A proponent of belief and trust, Aubrey understands the satisfaction of fighting “through anxiety” to grow as an artist. In the future, she sees herself as a “full-time sustainable artist” with “pieces in large galleries”. But Aubrey is prepared to take it slow and practice grace as a business owner and contemporary ceramic artist. More of Aubrey’s artistry and ceramic pieces can be found through an array of social media: her instagram @vesselsfordanu, her TikTok @vesselsfordanu, and her website https://vesselsfordanu.com.
Where/how do you gather inspiration?
I grew up in the Pocono Mountains in an area where there wasn’t much to do, but there was a lot of surrounding nature. I did a lot of hiking, swimming, and exploring in the forests from an early age. So it’s cliche to say, but a lot of my inspiration comes from nature because of this, like earthy colors for my glazes, smooth and natural forms, and even adding mushrooms to a lot of my pieces.

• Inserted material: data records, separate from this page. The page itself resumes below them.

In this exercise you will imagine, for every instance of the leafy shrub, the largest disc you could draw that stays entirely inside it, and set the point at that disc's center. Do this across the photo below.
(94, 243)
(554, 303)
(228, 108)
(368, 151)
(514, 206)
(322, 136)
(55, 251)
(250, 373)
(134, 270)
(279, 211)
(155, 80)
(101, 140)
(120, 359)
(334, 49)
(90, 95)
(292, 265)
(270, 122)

I’m also inspired by the juxtapositions of two contrasting elements like contemporary and ancient or natural and man-made. I like to create pieces inspired by such contrasts by wrapping a foraged wood handle for a ceramic piece in metal wire or adding whimsical mushrooms to a piece that’s been formed like an ancient Greek amphora vessel.
What do you hope audiences retain from your work?
Since I do draw a lot of inspiration from nature, I hope that others are able to feel a grounding connection with my work. I also hope that the fun, whimsical aspects of my pieces also make them pause and smile.